Seekor ular lanang sapi, yang dikenal dengan sifat agresifnya, menyusup masuk ke area usaha tersebut. Menyadari keberadaan hewan yang dapat mengancam kenyamanan pelanggan, Gilbert tak mau ambil risiko. Ia segera menghubungi petugas UPT Pemadam Kebakaran (Damkar) Kabupaten Kuningan untuk meminta bantuan evakuasi.
Kepala UPT Damkar Kabupaten Kuningan, Andri Arga Kusuma, mengonfirmasi laporan tersebut.
"Menurut keterangan pelapor sekaligus korban bapak Gilbert ular pertama kali dilihat saat sedang masak di dapur ada ular di dinding di belakang rumah. Karena takut membahayakan sebab rumah digunakan juga sebagai warung kopi akhirnya pelapor menghubungi call center UPT Pemadam Kebakaran Kuningan untuk meminta bantuan mengevakuasi ular tersebut," tutur Arga, Jumat (3/4/2026).
Tak butuh waktu lama, tiga personel Damkar Kuningan diterjunkan ke lokasi. Setibanya di sana, suasana masih tegang karena ular tersebut masih bercokol di area belakang rumah.

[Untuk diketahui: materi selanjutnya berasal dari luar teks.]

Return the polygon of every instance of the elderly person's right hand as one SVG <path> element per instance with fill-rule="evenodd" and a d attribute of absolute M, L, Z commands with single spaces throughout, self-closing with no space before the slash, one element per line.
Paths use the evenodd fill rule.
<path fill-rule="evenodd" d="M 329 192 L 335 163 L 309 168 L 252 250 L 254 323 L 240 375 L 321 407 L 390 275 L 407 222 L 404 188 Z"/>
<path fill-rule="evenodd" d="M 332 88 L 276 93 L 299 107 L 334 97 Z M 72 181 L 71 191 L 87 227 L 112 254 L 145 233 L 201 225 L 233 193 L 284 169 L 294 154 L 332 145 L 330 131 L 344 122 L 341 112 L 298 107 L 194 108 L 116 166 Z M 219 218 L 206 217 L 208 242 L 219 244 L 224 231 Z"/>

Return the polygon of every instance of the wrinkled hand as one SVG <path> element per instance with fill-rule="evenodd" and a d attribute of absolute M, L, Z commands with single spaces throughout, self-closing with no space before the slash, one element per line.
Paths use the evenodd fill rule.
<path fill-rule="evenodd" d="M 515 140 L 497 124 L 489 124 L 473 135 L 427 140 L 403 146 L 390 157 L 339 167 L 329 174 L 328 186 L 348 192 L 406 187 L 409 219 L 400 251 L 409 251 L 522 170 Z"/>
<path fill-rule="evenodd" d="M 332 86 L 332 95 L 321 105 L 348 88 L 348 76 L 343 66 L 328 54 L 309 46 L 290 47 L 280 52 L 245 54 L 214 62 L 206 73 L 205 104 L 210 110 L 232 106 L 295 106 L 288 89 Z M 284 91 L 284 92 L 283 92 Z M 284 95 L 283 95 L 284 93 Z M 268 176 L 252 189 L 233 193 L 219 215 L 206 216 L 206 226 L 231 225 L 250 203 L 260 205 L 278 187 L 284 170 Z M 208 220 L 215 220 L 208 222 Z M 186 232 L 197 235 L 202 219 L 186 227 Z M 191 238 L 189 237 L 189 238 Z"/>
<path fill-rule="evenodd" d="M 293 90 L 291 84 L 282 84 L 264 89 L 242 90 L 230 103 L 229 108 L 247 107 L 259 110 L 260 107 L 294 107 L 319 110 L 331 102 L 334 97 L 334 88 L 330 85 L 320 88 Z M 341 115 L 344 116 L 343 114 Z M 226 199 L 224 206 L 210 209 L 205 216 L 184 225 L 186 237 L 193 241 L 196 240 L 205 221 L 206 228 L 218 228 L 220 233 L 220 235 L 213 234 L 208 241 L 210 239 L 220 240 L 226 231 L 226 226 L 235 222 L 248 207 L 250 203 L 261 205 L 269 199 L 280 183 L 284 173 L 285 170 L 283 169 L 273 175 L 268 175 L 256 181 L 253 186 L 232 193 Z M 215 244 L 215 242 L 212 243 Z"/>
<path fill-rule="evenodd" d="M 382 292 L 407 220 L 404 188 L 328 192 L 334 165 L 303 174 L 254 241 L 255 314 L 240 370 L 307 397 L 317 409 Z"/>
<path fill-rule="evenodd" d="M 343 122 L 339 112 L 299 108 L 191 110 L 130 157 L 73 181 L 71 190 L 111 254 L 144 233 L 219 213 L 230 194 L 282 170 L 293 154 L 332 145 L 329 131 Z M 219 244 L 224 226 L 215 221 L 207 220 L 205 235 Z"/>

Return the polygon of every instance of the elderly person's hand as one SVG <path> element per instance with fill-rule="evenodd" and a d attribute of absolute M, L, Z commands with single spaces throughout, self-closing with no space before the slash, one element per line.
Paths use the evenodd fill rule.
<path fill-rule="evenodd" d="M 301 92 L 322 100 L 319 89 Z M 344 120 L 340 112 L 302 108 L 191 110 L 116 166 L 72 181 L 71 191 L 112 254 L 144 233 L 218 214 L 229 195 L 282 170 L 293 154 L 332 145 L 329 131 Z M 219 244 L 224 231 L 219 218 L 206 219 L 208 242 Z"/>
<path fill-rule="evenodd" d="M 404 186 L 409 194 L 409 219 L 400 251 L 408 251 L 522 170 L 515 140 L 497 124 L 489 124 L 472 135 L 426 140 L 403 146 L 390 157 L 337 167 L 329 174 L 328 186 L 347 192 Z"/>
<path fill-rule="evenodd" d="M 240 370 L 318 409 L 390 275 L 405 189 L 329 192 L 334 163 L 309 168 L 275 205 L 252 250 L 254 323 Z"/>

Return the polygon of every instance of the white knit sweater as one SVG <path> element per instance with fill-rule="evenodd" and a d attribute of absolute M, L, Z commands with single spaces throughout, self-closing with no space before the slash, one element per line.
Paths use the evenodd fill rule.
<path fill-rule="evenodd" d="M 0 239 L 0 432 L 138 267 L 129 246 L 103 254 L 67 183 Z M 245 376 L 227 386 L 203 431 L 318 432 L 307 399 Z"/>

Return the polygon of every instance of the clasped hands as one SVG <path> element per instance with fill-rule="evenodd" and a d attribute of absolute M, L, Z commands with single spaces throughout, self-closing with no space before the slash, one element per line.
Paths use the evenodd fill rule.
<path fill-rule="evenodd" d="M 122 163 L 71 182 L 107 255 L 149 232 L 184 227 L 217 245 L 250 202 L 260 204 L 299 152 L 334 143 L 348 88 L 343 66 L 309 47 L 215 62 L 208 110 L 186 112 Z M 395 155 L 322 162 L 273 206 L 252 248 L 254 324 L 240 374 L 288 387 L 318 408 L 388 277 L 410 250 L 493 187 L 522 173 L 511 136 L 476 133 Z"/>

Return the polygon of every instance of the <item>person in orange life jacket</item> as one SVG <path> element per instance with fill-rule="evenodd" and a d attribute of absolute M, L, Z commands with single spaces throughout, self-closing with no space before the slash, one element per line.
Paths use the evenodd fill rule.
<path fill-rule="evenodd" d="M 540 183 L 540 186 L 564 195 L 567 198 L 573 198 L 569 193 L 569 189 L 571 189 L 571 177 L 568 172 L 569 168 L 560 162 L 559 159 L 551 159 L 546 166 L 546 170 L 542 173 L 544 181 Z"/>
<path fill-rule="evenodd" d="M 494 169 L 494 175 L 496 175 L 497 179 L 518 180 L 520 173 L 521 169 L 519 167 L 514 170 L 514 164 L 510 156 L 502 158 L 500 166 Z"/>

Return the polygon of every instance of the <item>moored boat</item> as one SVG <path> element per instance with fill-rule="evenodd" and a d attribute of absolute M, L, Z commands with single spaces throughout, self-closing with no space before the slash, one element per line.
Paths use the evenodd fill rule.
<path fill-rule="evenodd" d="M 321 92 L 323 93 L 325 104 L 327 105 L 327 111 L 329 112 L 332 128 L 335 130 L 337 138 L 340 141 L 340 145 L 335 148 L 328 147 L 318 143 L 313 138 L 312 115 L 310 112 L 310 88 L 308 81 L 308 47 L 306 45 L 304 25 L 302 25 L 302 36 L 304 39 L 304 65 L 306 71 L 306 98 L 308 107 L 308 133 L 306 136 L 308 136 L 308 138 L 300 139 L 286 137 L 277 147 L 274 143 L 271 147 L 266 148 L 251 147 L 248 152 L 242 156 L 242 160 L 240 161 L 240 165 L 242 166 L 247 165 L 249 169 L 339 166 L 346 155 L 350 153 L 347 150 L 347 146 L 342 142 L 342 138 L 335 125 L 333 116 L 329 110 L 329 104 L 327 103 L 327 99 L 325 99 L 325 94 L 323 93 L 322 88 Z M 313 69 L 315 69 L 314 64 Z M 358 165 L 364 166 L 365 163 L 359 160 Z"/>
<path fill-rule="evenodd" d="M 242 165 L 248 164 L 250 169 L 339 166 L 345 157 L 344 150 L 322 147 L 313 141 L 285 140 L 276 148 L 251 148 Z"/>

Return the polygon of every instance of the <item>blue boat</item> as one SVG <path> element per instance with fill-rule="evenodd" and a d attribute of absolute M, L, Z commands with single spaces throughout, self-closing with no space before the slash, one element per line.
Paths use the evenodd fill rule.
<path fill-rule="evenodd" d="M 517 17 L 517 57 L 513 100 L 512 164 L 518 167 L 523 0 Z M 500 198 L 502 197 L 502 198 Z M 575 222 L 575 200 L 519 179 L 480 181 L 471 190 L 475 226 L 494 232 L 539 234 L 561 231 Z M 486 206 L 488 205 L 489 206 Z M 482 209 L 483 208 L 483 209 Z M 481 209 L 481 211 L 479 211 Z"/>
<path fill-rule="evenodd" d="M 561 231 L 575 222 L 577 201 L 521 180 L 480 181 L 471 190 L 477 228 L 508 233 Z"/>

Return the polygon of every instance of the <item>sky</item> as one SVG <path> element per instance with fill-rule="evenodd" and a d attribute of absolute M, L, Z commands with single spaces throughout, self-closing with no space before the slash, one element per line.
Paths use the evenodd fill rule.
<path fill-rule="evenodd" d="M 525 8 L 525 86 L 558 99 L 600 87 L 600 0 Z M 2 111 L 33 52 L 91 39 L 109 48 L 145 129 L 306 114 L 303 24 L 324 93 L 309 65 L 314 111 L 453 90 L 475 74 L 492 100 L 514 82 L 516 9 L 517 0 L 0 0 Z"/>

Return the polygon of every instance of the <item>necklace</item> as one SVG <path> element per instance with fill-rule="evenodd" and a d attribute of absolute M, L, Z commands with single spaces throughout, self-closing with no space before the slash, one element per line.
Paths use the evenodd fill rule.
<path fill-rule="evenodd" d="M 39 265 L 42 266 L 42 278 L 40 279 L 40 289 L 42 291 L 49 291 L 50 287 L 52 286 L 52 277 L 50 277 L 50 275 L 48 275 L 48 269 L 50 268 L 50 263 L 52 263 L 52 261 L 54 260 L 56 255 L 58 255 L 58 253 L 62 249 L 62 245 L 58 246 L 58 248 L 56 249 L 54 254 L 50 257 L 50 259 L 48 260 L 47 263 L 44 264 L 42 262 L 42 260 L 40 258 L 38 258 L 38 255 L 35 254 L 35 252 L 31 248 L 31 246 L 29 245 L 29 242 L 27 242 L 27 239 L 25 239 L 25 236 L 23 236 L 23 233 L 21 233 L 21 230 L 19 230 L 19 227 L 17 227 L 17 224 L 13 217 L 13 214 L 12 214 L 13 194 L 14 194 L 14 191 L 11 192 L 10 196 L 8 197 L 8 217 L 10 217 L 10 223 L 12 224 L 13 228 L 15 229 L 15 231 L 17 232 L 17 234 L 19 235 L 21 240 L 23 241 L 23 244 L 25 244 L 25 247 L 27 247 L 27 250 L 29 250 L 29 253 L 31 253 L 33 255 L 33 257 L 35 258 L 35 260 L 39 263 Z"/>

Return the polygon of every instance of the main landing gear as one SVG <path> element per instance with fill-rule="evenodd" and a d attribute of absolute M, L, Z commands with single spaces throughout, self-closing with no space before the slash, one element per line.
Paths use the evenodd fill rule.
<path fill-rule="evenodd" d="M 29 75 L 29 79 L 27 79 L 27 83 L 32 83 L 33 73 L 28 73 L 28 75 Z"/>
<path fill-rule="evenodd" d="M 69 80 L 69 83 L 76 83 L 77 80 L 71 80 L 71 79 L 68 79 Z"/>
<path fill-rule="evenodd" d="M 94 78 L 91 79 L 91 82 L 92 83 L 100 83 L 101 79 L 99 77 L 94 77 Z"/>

Meski ular lanang sapi tidak memiliki bisa, namun sifatnya yang sangat reaktif membuat petugas harus ekstra waspada saat melakukan penangkapan.

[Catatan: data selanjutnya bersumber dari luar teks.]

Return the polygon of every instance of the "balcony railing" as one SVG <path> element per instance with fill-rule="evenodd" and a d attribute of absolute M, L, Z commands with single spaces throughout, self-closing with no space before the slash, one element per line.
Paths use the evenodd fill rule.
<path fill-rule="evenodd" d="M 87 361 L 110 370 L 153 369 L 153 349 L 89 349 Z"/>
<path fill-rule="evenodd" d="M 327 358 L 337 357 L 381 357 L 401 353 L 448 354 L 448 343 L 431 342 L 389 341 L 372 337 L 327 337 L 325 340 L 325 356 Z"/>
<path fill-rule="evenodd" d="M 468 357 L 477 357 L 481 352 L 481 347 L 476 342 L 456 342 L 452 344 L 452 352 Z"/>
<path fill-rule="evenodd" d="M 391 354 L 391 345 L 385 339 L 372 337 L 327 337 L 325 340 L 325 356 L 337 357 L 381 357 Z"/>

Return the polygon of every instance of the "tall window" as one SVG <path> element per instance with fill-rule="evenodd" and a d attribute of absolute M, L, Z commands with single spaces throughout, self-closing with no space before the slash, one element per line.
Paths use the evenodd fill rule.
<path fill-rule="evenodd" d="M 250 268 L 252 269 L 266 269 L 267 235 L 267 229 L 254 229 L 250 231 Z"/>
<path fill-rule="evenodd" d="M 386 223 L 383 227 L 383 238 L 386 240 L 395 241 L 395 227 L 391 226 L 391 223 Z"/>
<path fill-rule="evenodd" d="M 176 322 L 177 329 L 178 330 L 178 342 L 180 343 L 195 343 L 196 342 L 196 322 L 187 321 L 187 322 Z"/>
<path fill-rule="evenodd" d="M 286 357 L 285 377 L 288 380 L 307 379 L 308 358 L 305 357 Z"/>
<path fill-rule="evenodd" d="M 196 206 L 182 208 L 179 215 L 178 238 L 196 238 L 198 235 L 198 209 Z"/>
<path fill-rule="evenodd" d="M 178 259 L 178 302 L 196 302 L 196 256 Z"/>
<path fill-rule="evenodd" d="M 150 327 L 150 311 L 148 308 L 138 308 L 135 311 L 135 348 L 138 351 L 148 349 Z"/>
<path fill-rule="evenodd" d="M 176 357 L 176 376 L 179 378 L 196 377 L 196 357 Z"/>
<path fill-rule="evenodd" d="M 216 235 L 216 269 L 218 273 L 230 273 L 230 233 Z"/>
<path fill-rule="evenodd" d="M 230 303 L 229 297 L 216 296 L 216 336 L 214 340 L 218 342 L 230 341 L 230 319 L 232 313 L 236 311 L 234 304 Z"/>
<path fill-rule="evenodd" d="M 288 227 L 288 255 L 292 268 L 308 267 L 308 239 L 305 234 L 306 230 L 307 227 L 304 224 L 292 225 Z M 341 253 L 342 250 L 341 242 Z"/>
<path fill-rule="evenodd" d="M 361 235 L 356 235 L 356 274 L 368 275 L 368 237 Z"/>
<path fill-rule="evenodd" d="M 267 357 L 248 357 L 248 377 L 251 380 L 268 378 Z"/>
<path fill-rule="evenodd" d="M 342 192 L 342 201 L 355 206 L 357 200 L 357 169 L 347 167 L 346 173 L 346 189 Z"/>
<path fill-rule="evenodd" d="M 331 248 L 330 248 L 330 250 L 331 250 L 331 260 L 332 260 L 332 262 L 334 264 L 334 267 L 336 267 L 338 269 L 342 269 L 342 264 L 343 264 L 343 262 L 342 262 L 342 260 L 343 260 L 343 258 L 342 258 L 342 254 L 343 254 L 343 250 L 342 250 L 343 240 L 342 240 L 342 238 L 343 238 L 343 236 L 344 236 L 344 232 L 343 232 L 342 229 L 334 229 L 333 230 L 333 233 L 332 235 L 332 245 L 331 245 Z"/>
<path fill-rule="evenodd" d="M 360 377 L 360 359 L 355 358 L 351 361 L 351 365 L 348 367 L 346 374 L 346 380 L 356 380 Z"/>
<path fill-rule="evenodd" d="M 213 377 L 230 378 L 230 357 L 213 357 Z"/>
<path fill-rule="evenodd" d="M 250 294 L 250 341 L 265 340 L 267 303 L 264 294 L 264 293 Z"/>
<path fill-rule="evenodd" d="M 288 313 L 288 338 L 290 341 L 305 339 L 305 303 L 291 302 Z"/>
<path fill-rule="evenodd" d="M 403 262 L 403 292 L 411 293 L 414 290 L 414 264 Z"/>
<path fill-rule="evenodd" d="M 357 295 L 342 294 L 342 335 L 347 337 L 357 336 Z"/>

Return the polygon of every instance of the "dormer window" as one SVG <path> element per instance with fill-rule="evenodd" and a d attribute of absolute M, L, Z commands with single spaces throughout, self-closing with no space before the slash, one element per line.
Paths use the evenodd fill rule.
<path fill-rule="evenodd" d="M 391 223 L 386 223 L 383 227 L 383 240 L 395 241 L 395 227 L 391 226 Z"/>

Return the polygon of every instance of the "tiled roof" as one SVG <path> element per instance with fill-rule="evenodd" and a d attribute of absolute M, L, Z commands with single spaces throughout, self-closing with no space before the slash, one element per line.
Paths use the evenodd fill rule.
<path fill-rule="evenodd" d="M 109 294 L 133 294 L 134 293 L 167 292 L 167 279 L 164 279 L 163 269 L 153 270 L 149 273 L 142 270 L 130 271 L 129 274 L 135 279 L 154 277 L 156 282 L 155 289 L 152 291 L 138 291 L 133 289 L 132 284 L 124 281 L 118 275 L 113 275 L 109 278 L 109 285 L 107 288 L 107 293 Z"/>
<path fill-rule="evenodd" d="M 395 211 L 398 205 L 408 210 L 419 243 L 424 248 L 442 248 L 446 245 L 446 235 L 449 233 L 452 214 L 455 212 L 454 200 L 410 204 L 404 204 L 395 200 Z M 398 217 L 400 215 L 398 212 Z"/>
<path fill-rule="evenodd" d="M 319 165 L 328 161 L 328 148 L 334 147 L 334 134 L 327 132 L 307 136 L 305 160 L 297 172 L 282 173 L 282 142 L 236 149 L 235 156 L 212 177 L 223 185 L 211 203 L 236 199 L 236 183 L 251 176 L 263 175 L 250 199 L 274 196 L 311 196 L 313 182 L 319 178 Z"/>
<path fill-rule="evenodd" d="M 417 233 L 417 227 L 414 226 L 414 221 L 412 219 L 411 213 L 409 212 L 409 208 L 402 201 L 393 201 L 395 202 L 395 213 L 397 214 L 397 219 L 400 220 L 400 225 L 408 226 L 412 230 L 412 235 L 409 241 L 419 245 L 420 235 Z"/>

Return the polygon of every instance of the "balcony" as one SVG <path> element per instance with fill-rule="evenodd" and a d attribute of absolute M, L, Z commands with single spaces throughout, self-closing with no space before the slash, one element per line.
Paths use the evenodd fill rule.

Setelah berjibaku selama kurang lebih 10 menit menggunakan alat capit khusus dan sarung tangan pelindung, petugas akhirnya berhasil melumpuhkan ular sepanjang satu meter tersebut.
"Ular diperkirakan berasal dari belakang rumah yang merupakan area persawahan Ular diperkirakan panjang sekitar 1 meter. Kesulitannya dalam evakuasinya ular sangat agresif. Walaupun tidak tergolong jenis berbisa namun gigitan dari ular tersebut dapat menimbulkan rasa gatal hingga infeksi ringan," tutur Arga.
Secara biologis, ular lanang sapi (Coelognathus radiatus) memang kerap menghuni area perkebunan dan persawahan. Predator ini biasanya mengincar tikus, kadal, hingga kodok sebagai mangsa utama dengan cara melilit kuat tubuh korbannya. Ciri fisiknya mudah dikenali dengan warna kulit cokelat kekuningan, namun jika merasa terancam, ular ini akan bertindak sangat agresif.
Pasca-kejadian, Damkar Kuningan mengimbau warga untuk lebih waspada terhadap kebersihan lingkungan, terutama bagi hunian yang berbatasan langsung dengan lahan terbuka. Penggunaan wewangian di sudut ruangan serta menutup celah pada dinding sangat disarankan untuk mencegah masuknya hewan liar.
Bagi warga Kuningan yang membutuhkan bantuan evakuasi hewan liar atau penanganan darurat kebakaran, petugas Damkar Kuningan selalu siaga di nomor (0232) 871113 atau melalui layanan WhatsApp di 081322698881.